The cell is fabricated from three main regions: a high-bandgap alloy, which sits over a slightly lower-bandgap alloy, underneath which is a mirror-like layer of gold.
The first layer captures a heat source’s highest-energy photons and converts them into electricity, while lower-energy photons that pass through the first layer are captured by the second and converted to add to the generated voltage. Any photons that pass through this second layer are then reflected by the mirror, back to the heat source, rather than being absorbed as wasted heat.
The team tested the cell’s efficiency by placing it over a heat flux sensor – a device that directly measures the heat absorbed from the cell. They exposed the cell to a high-temperature lamp and concentrated the light onto the cell.
They then varied the bulb’s intensity, or temperature, and observed how the cell’s power efficiency – the amount of power it produced, compared with the heat it absorbed – changed with temperature. Over a range of 1,900 to 2,400 degrees Celsius, the new TPV cell maintained an efficiency of about 40%.
“We can get a high efficiency over a broad range of temperatures relevant for thermal batteries,” says Henry.
The cell in the experiments is about a square centimetre.
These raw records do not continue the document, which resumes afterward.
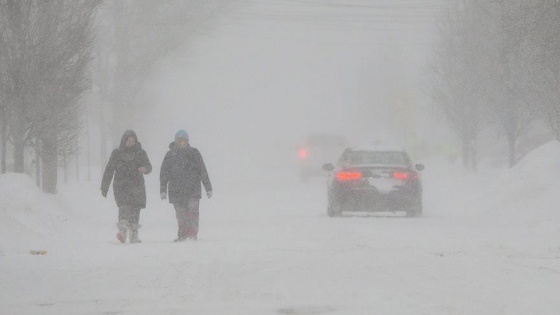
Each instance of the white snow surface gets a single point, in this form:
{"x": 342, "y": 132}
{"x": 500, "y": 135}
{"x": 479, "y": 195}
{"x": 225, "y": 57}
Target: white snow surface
{"x": 489, "y": 243}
For a grid-scale thermal battery system, Henry envisions the TPV cells would have to scale up to about 10,000 square feet (about a quarter of a football field), and would operate in climate-controlled warehouses to draw power from huge banks of stored solar energy. He points out that an infrastructure exists for making large-scale photovoltaic cells, which could also be adapted to manufacture TPVs.
“There’s definitely a huge net positive here in terms of sustainability,” says Henry. “The technology is safe, environmentally benign in its life cycle, and can have a tremendous impact on abating carbon dioxide emissions from electricity production.”
This research was supported, in part, by the US Department of Energy.